Depois que o padre foi assassinado na porta da igreja, a vida nunca mais foi a mesma em Santa Isabel. “Fomos amaldiçoados”, dizem. O vilarejo de mais de 200 anos viveu tempos áureos, visíveis ainda em casarões e ruínas de arquitetura açoriana. Uma visita de dom Pedro II no século 19, quando as fachadas eram ornamentadas a ouro, denota a importância histórica do local. A vila que tem origens portuguesas fica no município de Arroio Grande, às margens da Lagoa Mirim, no Rio Grande do Sul, e foi uma das sedes econômicas da região, que vivia do charque. Hoje a maior parte da sua população, cerca de 900 habitantes, se ocupa da pesca artesanal na lagoa e banhados aos arredores.
A equipe de pesquisa e restauração encontrou uma ossada no assoalho da igreja – supostamente pertencente ao padre. O achado marca o início do inventário encaminhado ao Instituto do Patrimônio Histórico Nacional (Iphan) para o tombamento da estrutura construída em 1861 com madeiras nobres e azulejos importados. A igreja chama atenção pelo seu tamanho. São quase 10 metros de altura, em contrastante imponência ao lado das casinhas de alvenaria dos pescadores.
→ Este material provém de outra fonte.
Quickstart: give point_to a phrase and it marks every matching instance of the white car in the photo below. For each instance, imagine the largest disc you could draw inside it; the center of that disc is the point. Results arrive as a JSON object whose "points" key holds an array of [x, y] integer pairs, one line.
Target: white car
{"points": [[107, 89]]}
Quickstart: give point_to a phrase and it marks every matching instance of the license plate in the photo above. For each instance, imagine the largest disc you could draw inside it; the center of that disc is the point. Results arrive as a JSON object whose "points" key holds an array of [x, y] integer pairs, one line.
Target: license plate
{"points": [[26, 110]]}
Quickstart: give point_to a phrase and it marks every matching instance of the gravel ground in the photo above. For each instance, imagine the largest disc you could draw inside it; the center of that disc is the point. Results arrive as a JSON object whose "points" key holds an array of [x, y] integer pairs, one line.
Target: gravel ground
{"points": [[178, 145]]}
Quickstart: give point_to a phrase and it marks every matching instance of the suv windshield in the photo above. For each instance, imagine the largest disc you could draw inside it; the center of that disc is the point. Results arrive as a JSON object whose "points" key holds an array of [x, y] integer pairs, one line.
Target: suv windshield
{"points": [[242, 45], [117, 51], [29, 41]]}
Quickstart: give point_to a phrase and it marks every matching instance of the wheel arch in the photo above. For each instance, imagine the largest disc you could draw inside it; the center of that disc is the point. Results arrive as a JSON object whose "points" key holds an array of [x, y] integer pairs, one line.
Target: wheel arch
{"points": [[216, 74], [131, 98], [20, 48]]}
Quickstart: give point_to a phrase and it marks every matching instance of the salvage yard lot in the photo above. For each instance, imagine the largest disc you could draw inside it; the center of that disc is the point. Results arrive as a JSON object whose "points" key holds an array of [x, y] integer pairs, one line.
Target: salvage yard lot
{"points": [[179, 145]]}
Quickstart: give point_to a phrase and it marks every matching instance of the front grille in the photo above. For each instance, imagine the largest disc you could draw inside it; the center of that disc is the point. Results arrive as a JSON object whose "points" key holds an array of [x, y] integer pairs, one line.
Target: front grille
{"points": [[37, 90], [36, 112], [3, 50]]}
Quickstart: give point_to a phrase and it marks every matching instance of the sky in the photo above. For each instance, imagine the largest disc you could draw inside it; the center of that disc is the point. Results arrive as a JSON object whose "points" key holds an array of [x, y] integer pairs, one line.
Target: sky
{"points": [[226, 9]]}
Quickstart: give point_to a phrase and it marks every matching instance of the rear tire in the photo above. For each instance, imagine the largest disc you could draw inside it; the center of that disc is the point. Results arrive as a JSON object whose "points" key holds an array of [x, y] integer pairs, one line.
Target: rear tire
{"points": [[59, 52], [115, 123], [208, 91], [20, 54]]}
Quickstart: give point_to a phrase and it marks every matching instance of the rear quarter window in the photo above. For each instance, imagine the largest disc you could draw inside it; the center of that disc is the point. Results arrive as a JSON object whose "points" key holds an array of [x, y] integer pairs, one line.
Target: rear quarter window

O Rio Grande do Sul é o quarto estado mais importante na atividade da pesca artesanal no país. São cerca de 12 mil pescadores licenciados pelo Ministério da Pesca e Aquicultura. A maioria herdou a profissão dos pais e familiares, cresceu entre redes, barcos e histórias. Esses mitos e lendas contadas de avô para neto há centenas de anos é que garantem a existência da cultura ribeirinha. A maldição do padre explica, em alguma medida, a escassez de peixe e as alagações sofridas todos os anos na região.
Os homens das águas têm fé. “Quem pesca sem convicção não tira peixe”, diz Gauchinho, com seu barco cheio de traíras. Eles respeitam a lagoa ondulosa do mês de julho e não saem para pescar antes da festa de Nossa Senhora dos Navegantes, no dia 2 de fevereiro. Na construção de uma relação entre seres humanos, divindades e natureza por vezes se fazem necessárias certas analogias. O pescador Chicão, ao lamentar a degradação ambiental, compara a lagoa a uma mãe: “Já pensou o dia em que as mulheres deixarem de ter filhos? Pois vai ter um dia que essa lagoa vai deixar de ter peixe”.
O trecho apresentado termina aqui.